E all’improvviso, sentendo raccontare quella notte dal punto di vista di Matt, gli fu chiaro cosa intendesse dire Manuele quel pomeriggio: Matt aveva paura, quello che provava per lui era così intenso da farlo star male e lui non l’aveva capito. Ora Matt si stava scoprendo completamente davanti agli altri, inventando nomi e luoghi ma erano loro e questo era inequivocabile. Stava raccontando la sua prima volta con un uomo rendendosi volontariamente un bersaglio facile, perfino davanti per Jess che lo guardava incredula. Si stringeva le braccia attorno alle spalle in un gesto che gli provocò una fitta di tenerezza assoluta, la voglia di andare li e abbracciarlo era enorme. Nessuno fiatava, erano tutti immobili ad ascoltare, gli occhi un po’ lucidi per l’intensità che traspariva dal racconto, per come lui avesse narrato la sua certezza che per l’altro fosse solo una notte e basta e di come invece lui ne era totalmente innamorato, come la mattina dopo l’altro gli avesse chiesto di metterci una pietra sopra e lui l’avesse esaudito pur sentendosi un po’ morire perché contro ogni logica, fino all’ultimo, aveva sperato che non finisse così. Ed erano cose che Giò sapeva, aveva intuito e capito quella notte, ma sentirlo così, sentire chiaramente quanto lui ci avesse sofferto, gli dava stilettate dirette al cuore.

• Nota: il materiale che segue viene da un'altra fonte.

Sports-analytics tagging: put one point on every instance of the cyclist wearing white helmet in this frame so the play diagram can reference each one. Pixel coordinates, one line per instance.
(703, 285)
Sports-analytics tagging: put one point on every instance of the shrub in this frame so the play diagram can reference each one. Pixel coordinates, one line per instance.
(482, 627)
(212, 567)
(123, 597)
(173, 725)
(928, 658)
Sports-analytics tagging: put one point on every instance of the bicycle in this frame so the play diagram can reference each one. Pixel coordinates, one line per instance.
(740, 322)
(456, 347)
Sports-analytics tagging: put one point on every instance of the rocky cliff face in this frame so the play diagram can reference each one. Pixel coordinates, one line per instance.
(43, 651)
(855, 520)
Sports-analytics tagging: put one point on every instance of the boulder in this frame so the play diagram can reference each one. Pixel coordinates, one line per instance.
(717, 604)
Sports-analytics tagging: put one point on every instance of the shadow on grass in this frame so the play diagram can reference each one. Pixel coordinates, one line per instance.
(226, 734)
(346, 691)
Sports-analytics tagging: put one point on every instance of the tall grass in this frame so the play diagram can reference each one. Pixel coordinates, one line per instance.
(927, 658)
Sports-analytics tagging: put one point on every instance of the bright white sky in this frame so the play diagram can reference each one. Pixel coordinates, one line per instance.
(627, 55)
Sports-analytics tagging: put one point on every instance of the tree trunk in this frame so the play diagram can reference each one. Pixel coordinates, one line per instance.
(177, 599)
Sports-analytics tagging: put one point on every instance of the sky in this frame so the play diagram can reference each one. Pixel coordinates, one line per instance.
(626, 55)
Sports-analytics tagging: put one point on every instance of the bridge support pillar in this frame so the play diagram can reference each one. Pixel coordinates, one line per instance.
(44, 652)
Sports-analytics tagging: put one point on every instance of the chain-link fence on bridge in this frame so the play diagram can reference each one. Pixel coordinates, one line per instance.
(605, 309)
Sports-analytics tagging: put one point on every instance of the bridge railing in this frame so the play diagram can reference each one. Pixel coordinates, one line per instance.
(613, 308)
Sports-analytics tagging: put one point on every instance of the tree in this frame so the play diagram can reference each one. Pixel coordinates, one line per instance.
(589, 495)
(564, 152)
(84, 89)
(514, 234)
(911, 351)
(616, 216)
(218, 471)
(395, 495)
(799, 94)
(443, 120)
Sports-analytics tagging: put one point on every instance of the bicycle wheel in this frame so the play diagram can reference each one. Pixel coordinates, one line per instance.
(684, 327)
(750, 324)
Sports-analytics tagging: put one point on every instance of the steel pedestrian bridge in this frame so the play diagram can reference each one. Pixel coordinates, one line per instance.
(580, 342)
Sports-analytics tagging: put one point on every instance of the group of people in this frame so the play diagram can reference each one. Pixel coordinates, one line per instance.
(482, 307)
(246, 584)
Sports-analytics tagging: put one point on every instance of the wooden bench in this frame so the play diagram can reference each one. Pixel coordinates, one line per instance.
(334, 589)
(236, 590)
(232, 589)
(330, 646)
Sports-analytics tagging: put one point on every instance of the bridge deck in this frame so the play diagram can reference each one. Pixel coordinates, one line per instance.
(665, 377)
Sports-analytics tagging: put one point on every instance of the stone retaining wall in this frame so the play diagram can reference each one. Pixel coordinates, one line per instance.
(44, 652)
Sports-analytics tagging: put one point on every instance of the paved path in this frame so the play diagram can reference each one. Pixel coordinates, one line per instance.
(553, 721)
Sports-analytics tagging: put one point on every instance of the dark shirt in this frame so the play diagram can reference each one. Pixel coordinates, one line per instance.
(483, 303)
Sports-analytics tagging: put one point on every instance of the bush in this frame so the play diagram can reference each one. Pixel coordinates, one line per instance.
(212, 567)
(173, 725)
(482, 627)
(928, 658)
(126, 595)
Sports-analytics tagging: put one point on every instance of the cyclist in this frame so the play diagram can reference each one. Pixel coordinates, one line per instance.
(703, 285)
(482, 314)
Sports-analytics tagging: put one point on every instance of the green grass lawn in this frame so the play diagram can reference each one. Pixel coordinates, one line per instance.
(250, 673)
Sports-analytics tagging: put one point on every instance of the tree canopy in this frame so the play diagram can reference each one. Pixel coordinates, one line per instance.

“Ma perché non gli hai detto che invece tu non volevi dimenticare? Perché non hai lottato per lui?” chiese Gabriele, protendendosi verso di lui e afferrandogli una mano, stringendola. Vide Manuele sorridere fra se, quasi tenero, a quel gesto e Matt guardarlo incredulo “Non… ti fa effetto?” domandò, incerto.
Il ragazzo sembrò pensarci seriamente su, le altre lo guardavano serie, quasi tese aspettando il verdetto.
“No. E’ un po’ strano ma a dire la verità ho baciato anche io un ragazzo una volta, anche se ero ubriaco, e devo dire che mi è piaciuto abbastanza, anche se non so se ripeterei l’esperienza… mi piacciono troppo le donne!” esclamò divertito per alleggerire l’atmosfera.
Manuele lo guardò improvvisamente interessato e assottigliò gli occhi, era uno sguardo di una sensualità quasi crudele, quello sguardo prometteva piaceri indicibili e perversi e ti giurava l’oblio se solo ti fossi abbandonato a lui.
“Comunque beh, non ho detto niente perché era lui che doveva restare. Non io. Io sapevo cosa volevo e lui no, lui ancora era convinto di volere tutt’altra cosa e cosa avrei dovuto dirgli? Lo avrei messo ancora di più in confusione e non sarebbe stato giusto. Non volevo farlo soffrire”
A quelle parole non riuscì più a sostenere la sua vista, il modo in cui le mani si torcevano fra loro e come sorrideva nervosamente a Gabriele, vederlo e sapere di averlo fatto stare così male era davvero troppo.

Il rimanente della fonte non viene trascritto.